On Tue, Jul 9, 2013 at 1:39 PM, Joel S. Berson <Berson at> wrote:
> ---------------------- Information from the mail header -----------------------
> Sender:       American Dialect Society <ADS-L at LISTSERV.UGA.EDU>
> Poster:       "Joel S. Berson" <Berson at ATT.NET>
> Subject:      Re: One trick pony
> -------------------------------------------------------------------------------
> At 7/9/2013 01:08 PM, ADSGarson O'Toole wrote:
>>1905   Oregon Pioneer Assoc. 32nd Ann.

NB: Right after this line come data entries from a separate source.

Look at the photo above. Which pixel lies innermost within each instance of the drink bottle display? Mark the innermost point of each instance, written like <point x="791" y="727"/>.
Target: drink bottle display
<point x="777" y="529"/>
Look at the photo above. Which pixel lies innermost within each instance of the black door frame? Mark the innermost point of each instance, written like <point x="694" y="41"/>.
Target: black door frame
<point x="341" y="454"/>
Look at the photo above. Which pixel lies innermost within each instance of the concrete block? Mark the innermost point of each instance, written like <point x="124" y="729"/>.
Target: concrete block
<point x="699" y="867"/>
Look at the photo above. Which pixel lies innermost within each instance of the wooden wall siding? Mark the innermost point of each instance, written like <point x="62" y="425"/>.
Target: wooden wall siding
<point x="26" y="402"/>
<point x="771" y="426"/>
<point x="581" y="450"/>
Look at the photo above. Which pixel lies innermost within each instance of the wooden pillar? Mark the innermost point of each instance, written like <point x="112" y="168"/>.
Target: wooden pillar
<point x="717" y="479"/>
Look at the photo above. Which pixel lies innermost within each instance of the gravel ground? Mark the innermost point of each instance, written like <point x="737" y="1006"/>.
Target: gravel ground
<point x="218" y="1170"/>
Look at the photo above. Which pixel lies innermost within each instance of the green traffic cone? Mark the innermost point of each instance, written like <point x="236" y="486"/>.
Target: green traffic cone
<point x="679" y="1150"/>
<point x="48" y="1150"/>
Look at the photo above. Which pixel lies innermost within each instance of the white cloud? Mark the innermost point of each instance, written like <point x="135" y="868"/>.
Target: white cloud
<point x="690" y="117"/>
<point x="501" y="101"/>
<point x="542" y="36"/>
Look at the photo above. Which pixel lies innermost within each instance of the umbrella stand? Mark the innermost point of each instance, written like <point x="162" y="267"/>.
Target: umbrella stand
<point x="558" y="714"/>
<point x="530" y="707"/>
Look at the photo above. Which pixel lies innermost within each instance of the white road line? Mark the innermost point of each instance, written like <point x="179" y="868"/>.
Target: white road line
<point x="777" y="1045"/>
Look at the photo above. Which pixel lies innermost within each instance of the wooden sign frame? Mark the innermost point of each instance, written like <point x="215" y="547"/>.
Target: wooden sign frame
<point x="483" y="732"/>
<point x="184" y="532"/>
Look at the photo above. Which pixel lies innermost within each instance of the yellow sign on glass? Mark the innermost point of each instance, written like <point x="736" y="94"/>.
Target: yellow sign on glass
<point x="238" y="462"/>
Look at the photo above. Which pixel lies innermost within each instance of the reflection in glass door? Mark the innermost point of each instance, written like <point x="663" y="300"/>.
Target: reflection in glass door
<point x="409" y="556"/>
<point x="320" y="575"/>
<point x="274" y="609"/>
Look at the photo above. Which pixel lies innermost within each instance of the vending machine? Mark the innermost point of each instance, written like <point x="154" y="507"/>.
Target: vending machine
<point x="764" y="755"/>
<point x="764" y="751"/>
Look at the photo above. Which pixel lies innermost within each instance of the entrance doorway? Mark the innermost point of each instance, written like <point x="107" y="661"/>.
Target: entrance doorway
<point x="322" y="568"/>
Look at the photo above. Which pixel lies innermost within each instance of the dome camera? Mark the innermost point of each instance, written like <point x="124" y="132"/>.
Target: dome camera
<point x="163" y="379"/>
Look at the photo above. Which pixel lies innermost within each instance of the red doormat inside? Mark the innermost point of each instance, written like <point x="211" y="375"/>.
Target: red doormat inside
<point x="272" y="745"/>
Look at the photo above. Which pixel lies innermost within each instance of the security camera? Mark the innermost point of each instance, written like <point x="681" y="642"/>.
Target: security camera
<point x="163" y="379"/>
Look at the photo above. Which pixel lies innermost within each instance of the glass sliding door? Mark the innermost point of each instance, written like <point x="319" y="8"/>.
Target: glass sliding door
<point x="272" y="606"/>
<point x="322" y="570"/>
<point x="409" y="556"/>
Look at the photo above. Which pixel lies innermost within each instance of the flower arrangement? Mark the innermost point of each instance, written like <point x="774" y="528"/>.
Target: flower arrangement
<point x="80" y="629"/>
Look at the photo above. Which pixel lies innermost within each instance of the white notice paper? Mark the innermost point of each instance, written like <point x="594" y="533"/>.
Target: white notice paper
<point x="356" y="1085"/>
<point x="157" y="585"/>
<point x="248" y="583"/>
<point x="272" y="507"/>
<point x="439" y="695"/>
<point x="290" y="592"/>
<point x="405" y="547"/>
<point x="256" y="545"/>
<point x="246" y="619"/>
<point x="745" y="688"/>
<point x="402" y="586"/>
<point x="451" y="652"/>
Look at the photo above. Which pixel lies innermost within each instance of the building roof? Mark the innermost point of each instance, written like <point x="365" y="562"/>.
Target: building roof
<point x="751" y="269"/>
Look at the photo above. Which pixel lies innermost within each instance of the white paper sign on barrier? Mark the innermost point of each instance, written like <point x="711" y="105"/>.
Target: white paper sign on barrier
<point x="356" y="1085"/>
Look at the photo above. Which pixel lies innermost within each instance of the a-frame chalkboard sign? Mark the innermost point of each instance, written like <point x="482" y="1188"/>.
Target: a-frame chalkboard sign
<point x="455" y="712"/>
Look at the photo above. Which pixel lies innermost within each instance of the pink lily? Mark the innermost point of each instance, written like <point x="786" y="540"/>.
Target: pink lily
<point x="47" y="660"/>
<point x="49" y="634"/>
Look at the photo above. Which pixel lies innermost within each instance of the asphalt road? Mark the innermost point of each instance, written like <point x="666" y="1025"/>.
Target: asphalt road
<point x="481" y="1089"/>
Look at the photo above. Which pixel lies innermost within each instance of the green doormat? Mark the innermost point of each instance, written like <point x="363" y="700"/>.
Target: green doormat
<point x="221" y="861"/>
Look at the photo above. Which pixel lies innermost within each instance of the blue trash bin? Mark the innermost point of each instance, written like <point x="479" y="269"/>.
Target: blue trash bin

Reunion 264   Among the
>>earliest of mundane things remembered are the resplendent red shirts
>>of the volunteer firemen, conspicuous in every Fourth of July parade;
>>the marvels that were seen at the first one-tent, one-clown,
>>one-trick-pony, pioneer Oregon circus.
>>While searching for examples of "one trick pony" (hyphenation varies)
>>an important question emerged.
>>Does "one" modify "trick" or does "one" modify "trick pony"? In the
>>modern phrase "one" modifies "trick". However, in the 1905 citation
>>above I suspect that "one" modifies "trick pony". Note that within the
>>sentence: "one" modifies "tent" and "one" modifies "clown".

Joel wrote:
> I think in the 1905 quotation it's a pony of one trick.  "One-tent"
> and "one-clown" suggest to me a one-ring, penny-ante circus for a
> one-horse town, a circus whose pony can only produce one trick.  If
> the writer meant the circus had only one "trick pony" -- would a
> circus have any other kind of performing pony? -- I think he would
> have left out the word "trick".

Thanks for your response, Joel. Here is a cite in 1899 that describing
a circus with "ten trick-ponies".

Year: 1899
Title: Allan Dare and Robert Le Diable: A Romance
Author: Admiral Porter (David Dixon Porter)
Page: 136
Publisher: D. Appleton and Company, New York

[Begin excerpt]
Forty men and women followed on variegated horses, and in the rear
came ten trick-ponies, a cage of performing monkeys, and several huge
dogs as large as bears.
[End excerpt]

In this example, I believe the author is indicating that the number of
ponies is ten and not the number of tricks. This description probably
referred to a fancy circus. It is possible that elaborate circuses had
multiple trick ponies.

If a circus has a single solitary trick pony then it was a small and
unremarkable circus. That is the interpretation I am suggesting for
consideration. Perhaps there is an ambiguity.